Amazon gives users control over the type of push notifications they receive and when they receive them.

And Sephora avoids message fatigue by adding inspirational and tutorial topics in its push notifications.

But while these retailers are maximizing eight-second attention spans, others are failing to make a connection.

Here are some do’s and don’ts that can help guide strategy for mobile executions.

Do: Use strong imagery
Eight seconds does not give users a lot of time to absorb copy and clutter.

Instead, retailers should adopt full-bleed, high-res product images that attract attention and allow closer inspection.

Also, retailers should remove user interface elements that prevent consumers from seeing what they actually want to see. Best-in-class example: the Zappos mobile app.

Don’t: Leverage push notifications solely for promotions
While push notifications are a good tactic to make users aware of promotions, the No. 1 reason why users delete a retailer app is to eliminate annoying push notifications. Yet, the majority of retailers still rely heavily on this tactic.

Instead, ensure that push notifications provide actual value and that the body of a push message can be absorbed in the moment. Best-in-class example: Sephora push notifications.

Do: Create skimmable content
Whether it is an email, a push notification or a product page, content must be skimmable and easily digestible on mobile devices.

Critical information is often dropped below the fold or does not load consistently on mobile.

Great mobile design presents skimmable information at a glance, with the option to explore more information with a single click. Best-in-class example: Bath & Body Works email.

Don’t: Create cookie cutter SMS
SMS should feature unique offers, not duplicates of the same offers featured on other channels and touch points.

Engaged, loyal and high-spending consumers are the most likely to sign up for marketing across multiple touch points.

Sending the same message to the most important consumer group is not the smartest way to increase sales. Best-in-class example: Staples SMS.

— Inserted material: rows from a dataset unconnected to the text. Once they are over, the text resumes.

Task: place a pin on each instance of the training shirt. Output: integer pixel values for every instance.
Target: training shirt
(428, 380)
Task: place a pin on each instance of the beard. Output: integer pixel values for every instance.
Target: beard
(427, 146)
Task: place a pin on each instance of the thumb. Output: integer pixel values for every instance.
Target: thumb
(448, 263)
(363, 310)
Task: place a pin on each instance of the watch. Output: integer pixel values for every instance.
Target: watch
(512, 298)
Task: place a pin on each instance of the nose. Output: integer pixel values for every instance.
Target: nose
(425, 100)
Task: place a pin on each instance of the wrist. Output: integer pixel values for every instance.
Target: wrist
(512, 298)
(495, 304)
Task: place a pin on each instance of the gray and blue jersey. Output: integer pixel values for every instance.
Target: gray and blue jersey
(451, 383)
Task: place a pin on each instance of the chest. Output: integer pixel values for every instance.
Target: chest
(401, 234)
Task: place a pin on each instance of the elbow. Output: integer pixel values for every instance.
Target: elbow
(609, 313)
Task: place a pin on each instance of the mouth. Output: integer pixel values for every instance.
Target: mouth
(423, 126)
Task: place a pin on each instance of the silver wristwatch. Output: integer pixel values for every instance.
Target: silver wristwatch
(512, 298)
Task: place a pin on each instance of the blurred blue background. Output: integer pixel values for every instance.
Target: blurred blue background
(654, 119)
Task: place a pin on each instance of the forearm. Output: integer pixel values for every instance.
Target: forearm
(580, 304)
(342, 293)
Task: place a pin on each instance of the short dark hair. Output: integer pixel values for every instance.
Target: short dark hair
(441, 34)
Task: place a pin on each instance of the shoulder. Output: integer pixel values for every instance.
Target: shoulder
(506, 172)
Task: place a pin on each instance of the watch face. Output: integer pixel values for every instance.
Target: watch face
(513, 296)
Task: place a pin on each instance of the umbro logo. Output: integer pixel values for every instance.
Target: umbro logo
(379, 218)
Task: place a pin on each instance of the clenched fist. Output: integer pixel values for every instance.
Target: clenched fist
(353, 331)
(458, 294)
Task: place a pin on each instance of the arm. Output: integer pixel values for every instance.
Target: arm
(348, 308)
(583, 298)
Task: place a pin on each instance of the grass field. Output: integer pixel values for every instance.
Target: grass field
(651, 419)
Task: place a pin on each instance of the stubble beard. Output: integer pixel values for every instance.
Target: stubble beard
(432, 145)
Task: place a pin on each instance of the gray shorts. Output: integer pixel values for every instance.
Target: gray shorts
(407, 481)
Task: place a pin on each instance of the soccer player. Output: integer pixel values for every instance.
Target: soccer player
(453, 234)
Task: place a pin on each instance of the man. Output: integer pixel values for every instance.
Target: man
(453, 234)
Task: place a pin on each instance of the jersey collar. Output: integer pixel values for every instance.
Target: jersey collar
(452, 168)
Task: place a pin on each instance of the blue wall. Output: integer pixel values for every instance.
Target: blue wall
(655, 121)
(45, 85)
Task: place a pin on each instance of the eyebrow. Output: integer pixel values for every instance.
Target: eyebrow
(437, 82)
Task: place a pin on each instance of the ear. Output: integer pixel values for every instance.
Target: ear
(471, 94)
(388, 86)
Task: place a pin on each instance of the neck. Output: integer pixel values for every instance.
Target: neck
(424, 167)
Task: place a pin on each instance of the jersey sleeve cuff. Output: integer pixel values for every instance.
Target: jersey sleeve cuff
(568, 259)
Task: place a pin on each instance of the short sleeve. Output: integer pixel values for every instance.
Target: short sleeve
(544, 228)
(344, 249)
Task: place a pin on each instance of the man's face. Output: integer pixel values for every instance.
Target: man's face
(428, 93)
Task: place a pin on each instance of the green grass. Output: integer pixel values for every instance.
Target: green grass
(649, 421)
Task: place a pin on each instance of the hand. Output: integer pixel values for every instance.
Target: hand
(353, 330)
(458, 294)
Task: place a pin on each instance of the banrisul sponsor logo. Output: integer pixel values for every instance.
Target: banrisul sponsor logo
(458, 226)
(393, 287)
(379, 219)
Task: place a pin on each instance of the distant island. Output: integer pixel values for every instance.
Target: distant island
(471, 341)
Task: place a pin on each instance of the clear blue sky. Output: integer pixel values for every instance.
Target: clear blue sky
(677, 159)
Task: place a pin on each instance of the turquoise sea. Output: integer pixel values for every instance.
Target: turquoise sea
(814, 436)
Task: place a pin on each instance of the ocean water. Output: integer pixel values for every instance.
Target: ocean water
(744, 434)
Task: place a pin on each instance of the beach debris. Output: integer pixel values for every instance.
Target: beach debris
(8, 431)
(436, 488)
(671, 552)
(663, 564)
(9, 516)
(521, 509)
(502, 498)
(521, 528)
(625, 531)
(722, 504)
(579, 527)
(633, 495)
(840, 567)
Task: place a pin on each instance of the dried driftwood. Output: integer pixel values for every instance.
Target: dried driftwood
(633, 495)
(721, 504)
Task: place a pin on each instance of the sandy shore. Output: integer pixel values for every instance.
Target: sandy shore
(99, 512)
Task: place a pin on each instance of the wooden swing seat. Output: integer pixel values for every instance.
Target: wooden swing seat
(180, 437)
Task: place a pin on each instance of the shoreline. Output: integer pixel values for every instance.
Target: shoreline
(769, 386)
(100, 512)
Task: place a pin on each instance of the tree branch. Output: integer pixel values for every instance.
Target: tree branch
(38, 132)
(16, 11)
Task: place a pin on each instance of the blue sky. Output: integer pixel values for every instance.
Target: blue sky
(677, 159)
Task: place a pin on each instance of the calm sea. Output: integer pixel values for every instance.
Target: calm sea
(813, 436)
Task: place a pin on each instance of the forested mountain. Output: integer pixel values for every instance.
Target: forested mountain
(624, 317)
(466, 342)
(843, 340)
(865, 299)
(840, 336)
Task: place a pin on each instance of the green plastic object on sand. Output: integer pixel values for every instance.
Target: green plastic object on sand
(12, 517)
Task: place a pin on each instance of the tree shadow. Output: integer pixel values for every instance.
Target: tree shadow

Do: Have a clear call to action
Retailers need to give engaged consumers immediate and meaningful actions, such as “tap to see more” or “shop the product,” in prominent spots or provide deep linking to specific sections within a mobile app, and not homepage links. This minimizes the opportunity to exit, especially when email or a Google search kick-start the shopping journey. Best-in-class example: MyHabit.

Don’t: Have a complicated user interface
Complicated navigation requires a user to go through numerous steps or taps to get to what is important, which is not an ideal experience for a mobile user on the go.

A simplified user interface minimizes distraction, frustration and user abandonment. Best-in-class example: the H&M mobile app.

Shortened consumer attention spans and increased distractions certainly pose serious challenges for retailers, but all is not lost.

The same Microsoft report also concluded that people have become incredible multitaskers.

So retailers should continue to ping, flash and alert consumers, but ensure that every interaction is seamless and moves the consumer journey forward. Because the clock is ticking.